Note

This is a community plugin, an external project maintained by its respective author. Community plugins are not part of FiftyOne core and may change independently. Please review each plugin’s documentation and license before use.

GitHub Repo

video2dataset (@parva101/video2dataset)#

CI License: Apache-2.0 FiftyOne Plugin

Demo#

YouTube -> Dataset#

video2dataset YouTube flow (FiftyOne App)

Local Video -> Dataset#

video2dataset local video flow (FiftyOne App)

A production-ready FiftyOne Python plugin that converts YouTube URLs or local video files into image datasets by extracting representative keyframes.

Features#

  • YouTube ingest via yt-dlp

  • Local video ingest

  • Three frame selection strategies:

  • uniform (every N seconds)

  • scene_change (histogram-based scene detection)

  • hybrid (uniform + scene change)

  • Optional perceptual hash deduplication (pHash)

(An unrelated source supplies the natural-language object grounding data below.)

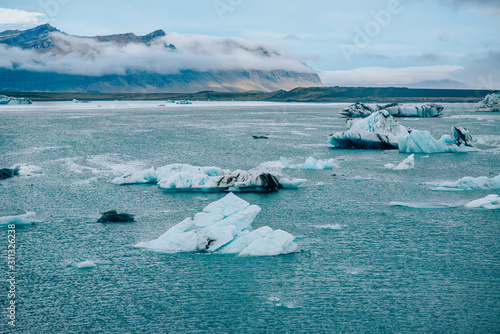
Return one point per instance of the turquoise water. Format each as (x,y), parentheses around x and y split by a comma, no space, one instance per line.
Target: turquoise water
(380,268)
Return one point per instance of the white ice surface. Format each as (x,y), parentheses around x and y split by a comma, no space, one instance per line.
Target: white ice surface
(24,219)
(309,164)
(377,130)
(471,183)
(408,163)
(224,227)
(423,142)
(489,202)
(490,103)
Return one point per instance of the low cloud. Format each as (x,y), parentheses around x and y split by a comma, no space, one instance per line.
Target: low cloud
(384,76)
(18,16)
(86,56)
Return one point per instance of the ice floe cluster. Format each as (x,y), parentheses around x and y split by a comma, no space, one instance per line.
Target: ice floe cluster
(309,164)
(224,227)
(489,202)
(471,183)
(14,100)
(408,163)
(362,110)
(25,219)
(490,103)
(380,130)
(185,177)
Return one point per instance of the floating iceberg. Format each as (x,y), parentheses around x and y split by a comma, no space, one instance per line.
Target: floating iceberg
(395,109)
(86,264)
(6,173)
(488,202)
(310,164)
(408,163)
(184,177)
(14,100)
(409,110)
(356,110)
(379,130)
(490,103)
(423,142)
(472,183)
(25,219)
(224,227)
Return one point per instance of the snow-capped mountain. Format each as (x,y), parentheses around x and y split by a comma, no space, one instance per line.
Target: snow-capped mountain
(46,59)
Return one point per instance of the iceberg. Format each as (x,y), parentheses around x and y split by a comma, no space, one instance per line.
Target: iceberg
(423,142)
(25,219)
(395,109)
(182,177)
(6,173)
(86,264)
(408,163)
(471,183)
(309,164)
(357,109)
(379,130)
(409,110)
(490,103)
(489,202)
(224,227)
(14,100)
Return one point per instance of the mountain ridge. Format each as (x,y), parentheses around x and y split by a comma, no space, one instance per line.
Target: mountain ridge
(36,72)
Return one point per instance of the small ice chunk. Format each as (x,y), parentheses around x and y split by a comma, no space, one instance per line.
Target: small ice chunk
(423,142)
(224,227)
(309,164)
(24,219)
(489,202)
(86,264)
(471,183)
(408,163)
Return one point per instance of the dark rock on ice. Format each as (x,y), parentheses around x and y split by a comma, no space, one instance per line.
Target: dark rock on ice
(113,217)
(6,173)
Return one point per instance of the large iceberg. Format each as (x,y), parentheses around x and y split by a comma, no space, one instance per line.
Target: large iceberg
(472,183)
(224,227)
(395,109)
(408,163)
(356,110)
(410,110)
(14,100)
(184,177)
(490,103)
(309,164)
(489,202)
(25,219)
(423,142)
(379,130)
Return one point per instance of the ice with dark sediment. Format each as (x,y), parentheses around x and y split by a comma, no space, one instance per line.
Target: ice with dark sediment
(224,227)
(14,100)
(423,142)
(490,103)
(356,110)
(410,110)
(25,219)
(489,202)
(362,110)
(183,177)
(471,183)
(379,130)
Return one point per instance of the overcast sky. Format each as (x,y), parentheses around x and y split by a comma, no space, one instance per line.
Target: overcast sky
(356,42)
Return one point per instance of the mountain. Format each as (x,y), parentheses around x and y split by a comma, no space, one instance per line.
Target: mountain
(439,84)
(45,59)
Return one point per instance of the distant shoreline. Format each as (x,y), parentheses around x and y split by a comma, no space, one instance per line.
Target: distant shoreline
(312,94)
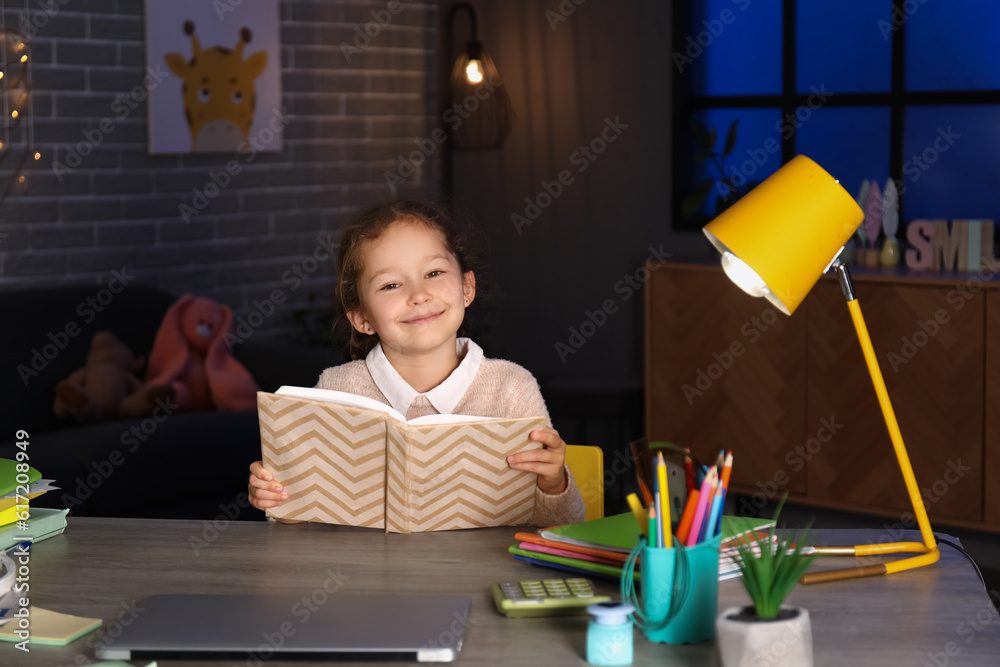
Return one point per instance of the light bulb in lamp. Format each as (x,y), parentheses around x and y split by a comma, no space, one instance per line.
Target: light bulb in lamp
(742,275)
(474,71)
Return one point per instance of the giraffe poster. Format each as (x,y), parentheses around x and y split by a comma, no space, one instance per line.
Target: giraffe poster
(219,70)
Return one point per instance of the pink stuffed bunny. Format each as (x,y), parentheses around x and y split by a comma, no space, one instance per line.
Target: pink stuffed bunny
(190,353)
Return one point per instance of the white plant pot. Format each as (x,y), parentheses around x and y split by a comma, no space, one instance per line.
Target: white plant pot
(750,643)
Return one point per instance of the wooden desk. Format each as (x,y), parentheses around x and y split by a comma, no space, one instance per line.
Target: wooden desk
(105,567)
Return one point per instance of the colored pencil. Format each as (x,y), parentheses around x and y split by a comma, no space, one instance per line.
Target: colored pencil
(688,473)
(661,476)
(684,526)
(699,514)
(639,511)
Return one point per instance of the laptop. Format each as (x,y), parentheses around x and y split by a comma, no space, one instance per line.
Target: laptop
(430,627)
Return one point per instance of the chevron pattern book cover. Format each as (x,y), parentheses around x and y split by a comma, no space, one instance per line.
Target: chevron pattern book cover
(360,466)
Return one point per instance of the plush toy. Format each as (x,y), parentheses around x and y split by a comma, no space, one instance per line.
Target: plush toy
(190,354)
(107,387)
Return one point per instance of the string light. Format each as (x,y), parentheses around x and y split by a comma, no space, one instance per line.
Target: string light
(16,138)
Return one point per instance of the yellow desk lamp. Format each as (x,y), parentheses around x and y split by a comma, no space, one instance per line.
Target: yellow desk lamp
(776,242)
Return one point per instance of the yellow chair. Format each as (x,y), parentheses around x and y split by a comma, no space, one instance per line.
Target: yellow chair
(587,465)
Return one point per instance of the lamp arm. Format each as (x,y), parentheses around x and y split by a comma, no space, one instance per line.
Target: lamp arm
(919,511)
(472,17)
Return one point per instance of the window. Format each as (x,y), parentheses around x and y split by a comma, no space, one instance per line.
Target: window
(901,89)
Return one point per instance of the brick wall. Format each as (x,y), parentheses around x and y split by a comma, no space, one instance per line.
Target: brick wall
(95,202)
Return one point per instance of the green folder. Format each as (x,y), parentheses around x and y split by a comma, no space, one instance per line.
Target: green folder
(620,532)
(8,476)
(601,568)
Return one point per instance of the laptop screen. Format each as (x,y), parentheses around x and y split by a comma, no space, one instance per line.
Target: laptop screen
(262,626)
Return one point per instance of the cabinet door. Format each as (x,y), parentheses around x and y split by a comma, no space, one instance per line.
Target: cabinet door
(929,344)
(992,402)
(725,371)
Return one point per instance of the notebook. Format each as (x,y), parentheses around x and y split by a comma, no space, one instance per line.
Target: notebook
(346,459)
(263,627)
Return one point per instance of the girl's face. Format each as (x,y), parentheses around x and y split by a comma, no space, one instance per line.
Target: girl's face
(413,292)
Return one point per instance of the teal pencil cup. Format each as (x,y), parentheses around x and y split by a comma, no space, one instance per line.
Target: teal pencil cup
(679,592)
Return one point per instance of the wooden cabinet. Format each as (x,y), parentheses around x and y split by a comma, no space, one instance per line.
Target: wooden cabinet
(793,398)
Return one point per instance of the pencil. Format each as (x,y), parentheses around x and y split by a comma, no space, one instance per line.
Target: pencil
(639,511)
(715,512)
(661,476)
(657,503)
(684,526)
(697,524)
(647,497)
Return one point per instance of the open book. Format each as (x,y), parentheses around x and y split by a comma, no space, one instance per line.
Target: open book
(346,459)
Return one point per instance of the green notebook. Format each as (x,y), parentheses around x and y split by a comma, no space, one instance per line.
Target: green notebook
(8,476)
(44,523)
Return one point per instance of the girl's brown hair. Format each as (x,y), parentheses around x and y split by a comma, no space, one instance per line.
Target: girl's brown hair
(368,226)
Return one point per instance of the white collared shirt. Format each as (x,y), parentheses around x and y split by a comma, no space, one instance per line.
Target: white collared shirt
(444,397)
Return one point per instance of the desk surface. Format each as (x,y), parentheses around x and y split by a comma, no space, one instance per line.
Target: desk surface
(104,568)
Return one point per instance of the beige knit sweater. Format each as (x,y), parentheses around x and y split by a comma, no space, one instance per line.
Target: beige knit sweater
(501,390)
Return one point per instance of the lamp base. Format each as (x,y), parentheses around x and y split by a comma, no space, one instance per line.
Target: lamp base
(927,557)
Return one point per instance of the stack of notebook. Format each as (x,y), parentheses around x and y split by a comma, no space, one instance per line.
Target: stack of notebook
(19,522)
(599,548)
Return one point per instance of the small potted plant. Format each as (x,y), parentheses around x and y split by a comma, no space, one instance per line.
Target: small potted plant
(767,632)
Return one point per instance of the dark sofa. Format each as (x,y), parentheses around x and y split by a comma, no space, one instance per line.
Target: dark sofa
(182,465)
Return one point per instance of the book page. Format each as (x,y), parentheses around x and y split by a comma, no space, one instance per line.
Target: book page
(353,400)
(340,398)
(450,476)
(330,459)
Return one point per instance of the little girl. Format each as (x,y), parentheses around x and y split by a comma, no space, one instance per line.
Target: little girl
(404,282)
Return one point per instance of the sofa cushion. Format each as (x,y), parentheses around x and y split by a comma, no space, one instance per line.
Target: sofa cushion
(49,337)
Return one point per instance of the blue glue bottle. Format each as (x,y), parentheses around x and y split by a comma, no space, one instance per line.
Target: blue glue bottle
(609,636)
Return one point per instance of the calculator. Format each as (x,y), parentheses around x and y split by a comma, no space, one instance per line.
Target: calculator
(545,597)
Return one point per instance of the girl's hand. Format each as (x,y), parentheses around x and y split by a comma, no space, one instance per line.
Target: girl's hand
(264,492)
(548,461)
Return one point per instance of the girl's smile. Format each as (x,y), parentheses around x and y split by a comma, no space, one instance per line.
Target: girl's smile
(413,292)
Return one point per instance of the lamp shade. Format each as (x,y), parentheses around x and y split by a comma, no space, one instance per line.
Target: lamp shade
(781,236)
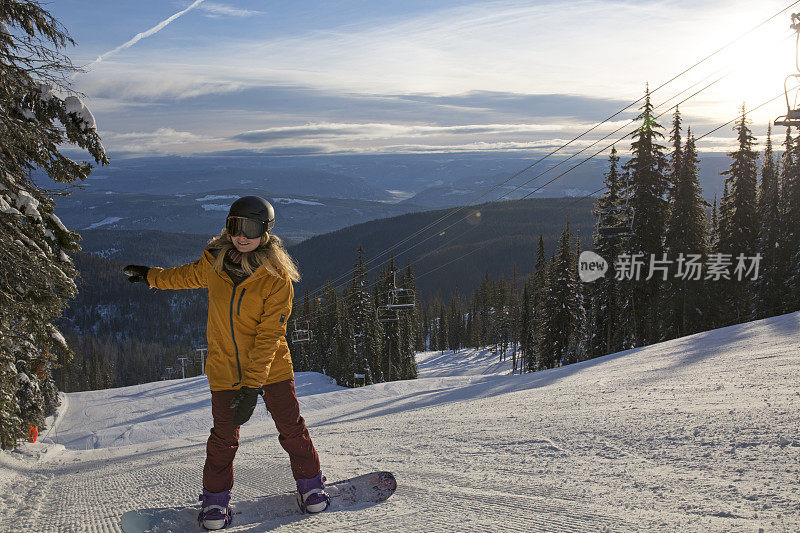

  • Automatic dataset creation + open in FiftyOne App

  • Source metadata attached to samples and dataset info

Operators#

  • sample_from_youtube

  • sample_from_video

Requirements#

  • Python 3.10+

  • FiftyOne (latest stable recommended)

  • Python packages in requirements.txt

  • ffmpeg on PATH (recommended)

Install dependencies:

pip install -r requirements.txt

Installation#

Install from GitHub:

fiftyone plugins download https://github.com/Parva101/video2dataset

Install only this plugin:

fiftyone plugins download https://github.com/Parva101/video2dataset --plugin-names @parva101/video2dataset

Verify install:

fiftyone plugins list
fiftyone operators list

Usage#

  1. Launch FiftyOne App

  2. Open Operator Browser

  3. Run:

  • Video Sampler: YouTube to dataset, or

  • Video Sampler: local video to dataset

  1. Configure:

  • dataset_name (required)

  • strategy: uniform | scene_change | hybrid

  • max_frames

  • interval_seconds

  • scene_threshold (0 to 1)

  • dedup and dedup_threshold

  • overwrite_dataset

  • output_dir (optional)

Output schema#

Sample fields:

  • filepath

  • source_type

  • sampling_strategy

  • timestamp_sec

  • frame_number

Additional YouTube fields:

  • source_url

  • video_id

  • title

  • duration_sec

  • uploader

Dataset info fields:

  • source_type

  • source_metadata

  • extraction_info

Development#

pip install -r requirements.txt
pip install -r requirements-dev.txt
pytest
ruff check .

Troubleshooting#

  • If YouTube download fails, verify the URL is public and update yt-dlp

  • If no frames are selected, lower scene_threshold or interval_seconds

  • If dedup removes everything, lower dedup_threshold or disable dedup

  • If dataset exists, enable overwrite_dataset or use a different name

Contributing#

See CONTRIBUTING.md.

Security#

Report vulnerabilities via SECURITY.md.

Changelog#

See CHANGELOG.md.

License#

Licensed under Apache-2.0. See LICENSE.